減価償却資産の償却方法の届出書は、他の届出書と比べて提出期限が遅く、最初の確定申告の提出期限が届出書の提出期限となっています
消費税課税事業者選択届出書
消費税課税事業者選択届出書は、海外amazon(アマゾン)、ebay(イーベイ)など輸出を行っている方で消費税還付を受ける場合に作成する届出書です。
消費税は、何の届出も行わなければ売上が1000万円超えた翌々年からスタートしますが、この消費税課税事業者選択届出書を提出すれば、事業開始初年度から消費税申告をスタートすることができます。
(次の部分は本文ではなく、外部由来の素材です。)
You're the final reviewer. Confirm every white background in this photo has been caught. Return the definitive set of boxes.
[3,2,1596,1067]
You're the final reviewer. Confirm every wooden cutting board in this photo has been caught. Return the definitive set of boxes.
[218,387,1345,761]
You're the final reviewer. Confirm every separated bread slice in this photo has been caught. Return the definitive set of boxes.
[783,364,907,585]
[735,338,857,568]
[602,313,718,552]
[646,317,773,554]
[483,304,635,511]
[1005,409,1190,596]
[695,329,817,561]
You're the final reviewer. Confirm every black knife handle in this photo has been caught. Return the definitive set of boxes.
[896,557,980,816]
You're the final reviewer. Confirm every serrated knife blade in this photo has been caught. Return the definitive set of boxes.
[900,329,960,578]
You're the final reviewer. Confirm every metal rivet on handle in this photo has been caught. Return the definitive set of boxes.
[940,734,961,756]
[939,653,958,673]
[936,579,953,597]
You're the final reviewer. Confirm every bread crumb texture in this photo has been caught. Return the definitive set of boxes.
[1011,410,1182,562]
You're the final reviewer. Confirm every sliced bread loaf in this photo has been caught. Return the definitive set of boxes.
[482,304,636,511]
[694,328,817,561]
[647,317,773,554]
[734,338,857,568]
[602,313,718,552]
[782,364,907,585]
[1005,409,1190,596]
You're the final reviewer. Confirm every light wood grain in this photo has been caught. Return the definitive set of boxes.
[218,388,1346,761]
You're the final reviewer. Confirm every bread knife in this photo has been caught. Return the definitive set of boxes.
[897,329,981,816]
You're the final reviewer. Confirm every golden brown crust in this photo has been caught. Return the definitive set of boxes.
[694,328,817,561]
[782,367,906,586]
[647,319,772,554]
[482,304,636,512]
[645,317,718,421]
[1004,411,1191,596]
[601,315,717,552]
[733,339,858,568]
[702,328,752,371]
開業した年は、開業した年の12月31日までに税務署に提出すれば、開業した年の仕入、経費にかかる消費税の還付を受けることができます。
この消費税課税事業者選択届出書を提出し、消費税申告をスタートした場合には、2年間消費税申告を行う義務が発生するので、国内販売を行う予定がある場合にはご注意ください。
消費税還付を受けた場合の詳しいメリットはこちら
消費税課税期間特例選択届出書
消費税課税期間特例選択届出書とは、消費税の申告回数を増やし、消費税の還付タイミングを年1回から4回、12回へ変更するための届出書です。
消費税の申告を3か月単位又は、1か月単位で行います。
消費税の還付回数、タイミングを早め、資金繰りを有利に行うためのものです。
この届を行った場合には、消費税課税事業者選択届出書の提出を行った場合と同様2年間の継続して消費税の申告の回数を増やす必要があるのでご注意ください。